MICHELLE SLATER: And I get a lot more, in my practice now, I get a lot more clients that will say, no, I don't want to die. It's just none of this makes sense. I cannot figure out how to cope with this pain. And that that's a real nuanced part of an assessment that I don't I don't think you always get that in the textbook about asking the questions.
SUE BANKS: Exactly and separating depression or assessing for depression and suicide because sometimes the hopelessness can display as signs of depression. But, yet, you pinpoint that depression, however, you don't go a step further to assess and continue forward with suicidality. And that's really important as well.
MICHELLE SLATER: Yes.
SUE BANKS: That continuum.
MICHELLE SLATER: And I think to what you said about letting them tell their stories, a lot of mistakes that I have seen over the years in training students and phone volunteers to assess, it's that it turns into an interview-- an interrogation. So you're thinking about killing yourself-- when, how-- all the questions that you learn how to do but don't quite learn exactly that how of it, the nuanced way.
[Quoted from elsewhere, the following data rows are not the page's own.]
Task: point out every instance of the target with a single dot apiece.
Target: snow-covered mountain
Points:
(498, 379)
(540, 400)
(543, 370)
That's that art and science and a balance when you're learning to be a counselor and letting them tell their story. Then finding out another piece of that puzzle and a very natural, you're thinking about killing yourself? Yes, and tell me more, instead of getting triggered and scared of what the client said, sitting back.
SUE BANKS: And as we're talking, I often think about the interplay, or the change between transference and countertransference, when you're talking about, do we hear, get the sense that there are some suicidal ideations going on. And then we go into interrogation mode, and start to question, answer process. And how much does transference and countertransference really impact the whole process that is occurring?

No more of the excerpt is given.